Holes in the data from EmonTX to EmonBase/RFM69Pi?

I’m not sure if this is hardware issue or a software issue, so mods please move this thread as needed.

I’ve just switched over to from using a DIY USB Arduino/RFM12B box connected to my home server to using a EmonBase (RPi2+RFM69Pi on 868Mhz) on the latest EmonSD image from the 3rd May.

It’s been running a few hours and picking lots of data and posting it to emoncms,org, but I’m seeing lots of gaps in the data from missed packets, every few minutes. It’s making the graphs look rather untidy :frowning: and presumably messing up the totals too. My DIY box only missed them very infrequently, it could go days without missing a single packet from the EmonTX. Both the DIY box and the Pi are in a cupboard about 4 feet and internal walls from EmonTX.

Is this normal behaviour for the RFM69Pi?
I’ve turn on the “quiet=false” in EmonHub and there are lot of discarded frames, but it seems to be raw bytes, so a bit opaque. Any ideas or suggestions? :slight_smile:

Lee,

In order to help you, Paul will need to look at your emonhub log. Can you post a copy of it?
If your log is large, it’s OK to post it as a zip file.

No problem, it’s been a while since I used SCP… :persevere:

Looking through it now, there are quite a few banged up Node10 packets from EmonTX, but oddly, some that seem OK.
Look at 2016-06-13 21:30:35, it seems fine to me, node 10, some power, a bit of solar, no EV charging and some voltage, but still gets discarded. Odd.

emonhub.log.zip (96.3 KB)

Which model emonTx? the packet looks v2ish. Is it a stock firmware? How is the emonTx powered? Does it have deep sleep routines?

The packet you point out is just one occurrence so we can’t get a full picture from that alone but the “128” in that packet sticks out like a sore thumb and is possibly a single bit out of place causing the crc checks to fail. It looks vaguely similar to an issue found on the emonTh’s when the rfm69 was being woken up. (see the emonTH Unreliable reading timing thread for more info on that) but that’s not something we’ve seen on an emonTx (yet?).

Hi @pb66 I’m pretty sure it’s a V2, with an RFM12B. Bought as kit maybe three years ago.

It’s got basically the stock EMonTX_CT123_Voltage firmware, with just the calibration changed and one line added -
if (emontx.power2 < 15) { emontx.power2 = 0; } // measuring error during the night
to remove some rare glitches I was getting from the PV during the night.

It’s got a decent (Samsung I think) USB phone charger as a PSU and AC adapter bought from the OEM shop.
It’s the stock firmware, so has the emontx_sleep routine, though oddly, I’ve not noticed it before, it does a emontx_sleep(5).

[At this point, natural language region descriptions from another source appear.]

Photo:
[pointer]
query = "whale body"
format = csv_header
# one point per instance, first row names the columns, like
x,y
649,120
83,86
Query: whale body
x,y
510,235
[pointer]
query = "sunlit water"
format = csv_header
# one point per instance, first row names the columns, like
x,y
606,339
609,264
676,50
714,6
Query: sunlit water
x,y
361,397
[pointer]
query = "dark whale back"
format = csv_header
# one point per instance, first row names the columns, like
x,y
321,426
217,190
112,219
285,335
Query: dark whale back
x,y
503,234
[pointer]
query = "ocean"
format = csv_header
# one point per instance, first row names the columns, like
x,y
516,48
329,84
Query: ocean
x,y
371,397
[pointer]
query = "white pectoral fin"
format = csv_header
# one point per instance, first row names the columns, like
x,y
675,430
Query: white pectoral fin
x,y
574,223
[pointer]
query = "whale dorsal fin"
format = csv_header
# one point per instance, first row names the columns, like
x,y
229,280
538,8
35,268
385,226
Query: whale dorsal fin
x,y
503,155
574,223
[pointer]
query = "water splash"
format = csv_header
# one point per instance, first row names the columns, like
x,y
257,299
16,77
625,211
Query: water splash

I’m not sure the problem is the EmonTX, I think it may be the RFM69Pi. It’s the only RFM69 in my whole setup reading a pile of RFM12B’s. My other receiver was a arduino/emontx shield (with RFM12B) with USB as a gateway to my server, like I mentioned above it rarely misses a beat. Hence the finger of doubt pointing at the RFM69Pi.

Just looked at the thread you mentioned, I’ll read it fully in the morning - it looks like it needs someone who is fully awake! :slight_smile:

Urgh! Seems to bet getting worse…

@Vester,

Are the remote nodes predominately using RF12B modules with the large, metal can crystal?

@emjay that sounds like a leading question! Yes, they are all RFM12B’s and I’m pretty sure they all have the large oval-ish metal can crystal. Why?

Hi Lee.
can you provide some more logs from emonhub of when the fault occurs, we can’t really pick out a pattern or base a diagnosis on the one occurrence.

It could simply be that the rfm69’s stronger receiver is pulling in more interference/noise which it is discarding but in the time it takes to receive and determine a packet is garbage, it may have missed a good one.

You could try updating the rfm2pi’s firmware as JeeLib has been updated and I believe the rssi threshold has been revised so a significant chunk of those weak packets could be discarded sooner in the process and hopefully catch more good ones. You should recompile your own copy or use this test firmware (taken from the RFM69Pi stops updating/freezes thread started on the old forum)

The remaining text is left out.